Nine lenders that got government aid paid at least 1 million to 5000 employees. These are banks that last year, under the first Paulson bribe, got 33 billion. The nine firms in the report had combined 2008 losses of nearly 100 billion.
Sadly this is a grey line. Surprise you? Of course, Congress, which initially approved this whole bail out, pre Obama, we know were all on this graft, as the banks got money that seemed to go nowhere, everything collapsed, and all of us were paying consultants to figure out what the actuaries had actually done for all the brokerages and companies betting derivatives.
Some of this stuff was actually legitimate banking, and most of it how the guys have the country club prison down there in N.C. Bernie, Ebbers, and the boys.
Goldman just rapes during the second quarter, and we're all amazed how much money is being made.
But some argue we have to pay these top people to either 1. Analyze and get us out of our lies (Blackwater), or 2. Create new ways for the banks to make money, or continue legitimate trading.
I'll leave it here today.

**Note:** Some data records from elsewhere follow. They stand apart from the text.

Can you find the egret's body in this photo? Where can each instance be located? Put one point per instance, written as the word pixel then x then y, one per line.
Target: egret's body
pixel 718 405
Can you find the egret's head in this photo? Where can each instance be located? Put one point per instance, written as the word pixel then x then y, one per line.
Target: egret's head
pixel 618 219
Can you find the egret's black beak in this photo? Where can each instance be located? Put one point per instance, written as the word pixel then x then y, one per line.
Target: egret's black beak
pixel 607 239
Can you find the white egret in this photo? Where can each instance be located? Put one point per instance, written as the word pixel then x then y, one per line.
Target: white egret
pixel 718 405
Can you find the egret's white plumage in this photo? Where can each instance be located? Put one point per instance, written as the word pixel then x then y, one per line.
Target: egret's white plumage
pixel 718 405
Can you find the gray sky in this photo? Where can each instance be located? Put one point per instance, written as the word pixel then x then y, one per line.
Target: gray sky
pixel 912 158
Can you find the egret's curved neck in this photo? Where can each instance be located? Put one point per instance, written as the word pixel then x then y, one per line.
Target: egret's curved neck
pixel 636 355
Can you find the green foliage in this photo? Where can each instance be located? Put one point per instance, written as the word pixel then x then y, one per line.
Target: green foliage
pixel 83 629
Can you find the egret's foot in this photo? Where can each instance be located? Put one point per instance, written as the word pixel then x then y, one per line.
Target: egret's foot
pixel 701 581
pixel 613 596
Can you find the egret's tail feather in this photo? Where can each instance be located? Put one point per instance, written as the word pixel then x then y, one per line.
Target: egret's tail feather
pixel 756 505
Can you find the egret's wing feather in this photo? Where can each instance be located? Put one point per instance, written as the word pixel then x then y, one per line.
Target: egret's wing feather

Think of this:
1. The banks are making money.
2. Corporate profits appear to be up. Much are from continued write offs of bad investments, but much because of cost cutting.
The market has been marvelously up for so many days. Wall Street is coming back. The economy is improving. We hear this each day, and are able to interpret the data we receive to prove that this is true.
And I asked subscribers at OEX to venture to this blog to hear why there is no black and white, no absolute, and we have a situation that we are not seeing the obvious with.
- The economy is still declining, but at a slower pace. This is seen postiively.
- With good corporate earnings companies are doing better; sadly they are doing better right now only because they have laid off employees to the bare bone everywhere.
- When people are laid off they have less money, so they spend less.
- When homes decline in value by 30 to 50%, and don't sell because 1 of every 2 being sold is in foreclosure, people become more strapped.
- Banks, to be profitable, dropped credit ratings, put new interest rates in,and further raped the American people.
- New derivatives and ways to short the American people are already being developed on Wall Street.
- The American savings rate rose to its highest level in years, as people save more.